鬼臾区は大鴻と号して、死んで雍に葬(ほうむ)り、故(ゆえ)に鴻冢がこれである。

其後黃帝接萬靈明廷明廷者甘泉也所謂寒門者谷口也

その後、黄帝は万(よろず)の霊に明廷で接した。明廷とは甘泉である。所謂(いわゆる)寒門とは谷口である。

黃帝采首山銅鑄鼎於荊山下鼎既成有龍垂胡髯下迎黃帝

黄帝は首山の銅を採(と)り、鼎(かなえ)を荊山の下(もと)で鋳造した。鼎(かなえ)がすでに成ると、顎鬚(あごひげ)を垂(た)らした龍が有り、下(お)りて黄帝を迎(むか)えた。

黃帝上騎群臣後宮從上者七十餘人龍乃上去

黄帝は上(うえ)にまたがり、群臣、後宮の従(したが)って龍に上(あ)がったものが七十余人、龍はそこで上(のぼ)り去った。

餘小臣不得上乃悉持龍髯龍髯拔墮墮黃帝之弓

残った小臣は上(あ)がることを得ず、そこでことごとく龍の髯(ひげ)を持ち、龍の髯(ひげ)が抜(ぬ)けて堕(お)ち、黄帝の弓を堕(お)とした。

百姓仰望黃帝既上天乃抱其弓與胡髯號故後世因名其處曰鼎湖其弓曰烏號

百姓は黄帝がすでに天に上ったのを仰(あお)ぎ望み、そこで、その弓と顎鬚(あごひげ)を抱(かか)えて号泣した。故(ゆえ)に後世、因(ちな)んでその処(ところ)を命名し、曰く、鼎湖、と、その弓は曰く、烏號、と』」と。

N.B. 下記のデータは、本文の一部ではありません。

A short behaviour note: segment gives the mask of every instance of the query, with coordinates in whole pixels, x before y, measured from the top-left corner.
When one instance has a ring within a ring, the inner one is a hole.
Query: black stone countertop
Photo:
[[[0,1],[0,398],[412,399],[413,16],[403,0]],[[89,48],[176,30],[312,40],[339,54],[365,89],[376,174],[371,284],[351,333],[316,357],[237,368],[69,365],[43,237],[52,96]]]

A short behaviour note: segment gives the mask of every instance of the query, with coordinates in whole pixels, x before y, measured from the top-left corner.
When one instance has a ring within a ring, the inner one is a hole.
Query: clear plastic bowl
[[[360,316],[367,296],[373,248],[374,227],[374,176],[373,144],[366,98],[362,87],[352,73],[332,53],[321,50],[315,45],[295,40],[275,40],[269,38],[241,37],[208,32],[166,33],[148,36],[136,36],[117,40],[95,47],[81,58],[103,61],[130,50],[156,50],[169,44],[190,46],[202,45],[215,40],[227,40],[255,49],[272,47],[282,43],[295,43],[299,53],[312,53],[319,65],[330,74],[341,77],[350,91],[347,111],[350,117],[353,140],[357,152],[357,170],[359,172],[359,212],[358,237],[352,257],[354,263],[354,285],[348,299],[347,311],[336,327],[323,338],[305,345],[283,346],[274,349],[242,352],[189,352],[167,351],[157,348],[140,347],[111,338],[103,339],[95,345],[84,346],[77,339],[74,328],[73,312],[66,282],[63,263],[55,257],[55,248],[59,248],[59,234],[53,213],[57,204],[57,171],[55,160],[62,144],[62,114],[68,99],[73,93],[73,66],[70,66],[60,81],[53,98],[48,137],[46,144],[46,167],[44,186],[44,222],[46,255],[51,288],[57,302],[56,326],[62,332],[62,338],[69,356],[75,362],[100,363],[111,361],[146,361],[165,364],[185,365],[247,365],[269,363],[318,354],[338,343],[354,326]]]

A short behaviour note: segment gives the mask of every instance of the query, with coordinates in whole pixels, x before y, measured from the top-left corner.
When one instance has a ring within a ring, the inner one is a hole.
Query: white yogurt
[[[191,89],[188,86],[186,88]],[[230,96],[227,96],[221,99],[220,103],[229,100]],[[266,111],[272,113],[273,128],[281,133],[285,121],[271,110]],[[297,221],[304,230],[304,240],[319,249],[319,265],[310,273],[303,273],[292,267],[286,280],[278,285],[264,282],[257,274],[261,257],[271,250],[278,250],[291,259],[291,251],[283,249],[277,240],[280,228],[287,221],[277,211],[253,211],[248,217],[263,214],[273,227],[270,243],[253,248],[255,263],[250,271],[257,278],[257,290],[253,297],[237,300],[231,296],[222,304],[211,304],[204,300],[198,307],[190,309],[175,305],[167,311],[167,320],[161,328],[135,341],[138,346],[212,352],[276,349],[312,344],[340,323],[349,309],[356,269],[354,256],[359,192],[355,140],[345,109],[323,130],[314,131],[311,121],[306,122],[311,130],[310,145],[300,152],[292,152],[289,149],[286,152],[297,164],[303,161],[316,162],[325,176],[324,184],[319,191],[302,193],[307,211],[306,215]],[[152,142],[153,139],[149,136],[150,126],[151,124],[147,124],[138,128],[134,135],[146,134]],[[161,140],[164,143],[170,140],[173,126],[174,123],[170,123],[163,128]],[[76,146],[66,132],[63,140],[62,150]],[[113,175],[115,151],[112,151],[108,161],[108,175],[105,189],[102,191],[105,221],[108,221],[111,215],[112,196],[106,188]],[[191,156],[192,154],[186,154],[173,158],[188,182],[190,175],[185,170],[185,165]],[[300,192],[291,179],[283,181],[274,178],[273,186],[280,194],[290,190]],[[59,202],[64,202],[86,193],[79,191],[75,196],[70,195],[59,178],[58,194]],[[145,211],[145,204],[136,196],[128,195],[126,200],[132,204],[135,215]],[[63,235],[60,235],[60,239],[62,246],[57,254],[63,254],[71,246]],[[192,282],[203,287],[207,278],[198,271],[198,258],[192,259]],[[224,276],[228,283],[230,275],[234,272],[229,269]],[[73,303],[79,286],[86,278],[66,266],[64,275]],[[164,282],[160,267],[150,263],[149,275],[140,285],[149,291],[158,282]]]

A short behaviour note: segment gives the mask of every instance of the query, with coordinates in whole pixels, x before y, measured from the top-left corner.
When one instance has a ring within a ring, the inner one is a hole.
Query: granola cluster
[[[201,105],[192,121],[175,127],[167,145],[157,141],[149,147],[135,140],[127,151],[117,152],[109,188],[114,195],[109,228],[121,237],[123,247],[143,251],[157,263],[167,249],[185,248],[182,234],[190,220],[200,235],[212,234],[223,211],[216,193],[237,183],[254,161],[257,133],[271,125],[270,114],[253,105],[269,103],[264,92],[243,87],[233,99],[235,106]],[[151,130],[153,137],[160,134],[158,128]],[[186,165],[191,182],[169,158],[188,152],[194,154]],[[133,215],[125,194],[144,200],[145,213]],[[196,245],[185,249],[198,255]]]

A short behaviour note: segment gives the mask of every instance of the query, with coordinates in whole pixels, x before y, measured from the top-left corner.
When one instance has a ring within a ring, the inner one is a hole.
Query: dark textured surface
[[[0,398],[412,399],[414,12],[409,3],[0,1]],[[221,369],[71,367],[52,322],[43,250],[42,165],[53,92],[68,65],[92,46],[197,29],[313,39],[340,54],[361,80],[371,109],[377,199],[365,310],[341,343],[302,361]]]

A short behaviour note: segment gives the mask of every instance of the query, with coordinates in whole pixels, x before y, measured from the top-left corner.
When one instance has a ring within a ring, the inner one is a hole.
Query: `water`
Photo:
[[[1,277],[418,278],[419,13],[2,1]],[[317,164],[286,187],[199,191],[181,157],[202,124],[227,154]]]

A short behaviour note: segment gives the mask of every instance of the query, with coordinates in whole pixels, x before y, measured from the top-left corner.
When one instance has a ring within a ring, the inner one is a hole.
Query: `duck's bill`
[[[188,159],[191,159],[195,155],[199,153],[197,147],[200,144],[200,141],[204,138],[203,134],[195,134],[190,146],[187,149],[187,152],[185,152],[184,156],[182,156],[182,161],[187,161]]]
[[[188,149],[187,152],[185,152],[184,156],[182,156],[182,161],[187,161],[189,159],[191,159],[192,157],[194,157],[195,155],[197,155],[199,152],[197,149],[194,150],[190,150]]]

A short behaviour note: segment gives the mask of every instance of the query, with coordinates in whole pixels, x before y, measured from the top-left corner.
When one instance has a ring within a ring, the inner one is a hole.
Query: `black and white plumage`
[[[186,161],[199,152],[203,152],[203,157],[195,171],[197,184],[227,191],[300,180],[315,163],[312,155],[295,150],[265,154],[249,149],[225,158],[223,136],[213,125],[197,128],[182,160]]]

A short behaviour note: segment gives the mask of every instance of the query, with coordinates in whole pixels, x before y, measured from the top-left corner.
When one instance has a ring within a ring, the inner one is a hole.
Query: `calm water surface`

於是天子曰嗟乎吾誠得如黃帝吾視去妻子如脫屣耳乃拜卿為郎東使候神於太室

ここに於いて天子(漢孝武帝劉徹)曰く、「ああ、吾(われ)が誠(まこと)に黄帝の如(ごと)くができれば、吾(われ)は妻子と去ることなど屣(ぞうり)を脱(ぬ)ぐが如(ごと)く視(あしらう)るのみ」と。そこで、公孫卿に拝(官をさずける)して郎と為さしめ、東に使(つか)いして太室山に於いて神を候(うかがう)させた。